Required Skills: Python and SQL
Job Description
- The candidate must be able to name the industry and the outcome variable for each such engagement. Retail same-store analysis is the classic form; the analogue here is comparing similar schools and events rather than following one trend line.
- Presents to non-statisticians: business outcome first, method second; confidence stated in plain language; explicitly states what the forecast cannot do; never opens with an undefined statistical term.
- Can teach the method to a client team, not only execute it.
- Participate actively in stand-ups and backlog refinement, engage business stakeholders directly, understand why the business is asking a question, and challenge or refine the request when it is wrong.
- Strategic recommendations are expected alongside hands-on delivery.
Qualifications Required: -
Must be able to work EST hours
- 5+ years of applied forecasting.
- Two or more comparable forecasting engagements led start to finish.
- Comparable-unit / "same-store" forecasting experience.
- Executive communication.
- Thought leadership.
- Multivariable regression, plus collinearity analysis and VIF interpretation.
- Forecast model development, tuning, selection and holdout validation.
- Metric fluency: R², WAPE, MAPE, p-values — and why WAPE is used at event grain (many events sell zero, which breaks MAPE).
- Sparse and zero-inflated data. Many variables populate on under 25% of events, some as low as 10%. Nulls must never be silently treated as zeros.
- Data-leakage discipline and point-in-time correctness: every feature must exist before the event starts.
- Python and SQL; reproducible notebooks.

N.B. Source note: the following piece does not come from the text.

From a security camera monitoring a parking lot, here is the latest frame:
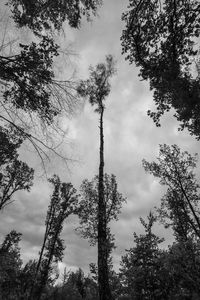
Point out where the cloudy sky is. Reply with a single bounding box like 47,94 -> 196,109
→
0,0 -> 199,271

- Snowflake, including Snowflake ML Model Registry (model versions carry metrics and training-dataset references).
- Git and pull-request workflow; all code merged to the client repository, no private forks.
Preferred:
- Architecture Decision Records (ADRs) and written process documentation.
- Categorical encoding at scale (~30–35 source variables expand to ~70 columns).
- Sports, streaming, ticketing or subscription-business domain exposure.
- Hierarchical or mixed-effects models for low-volume segments.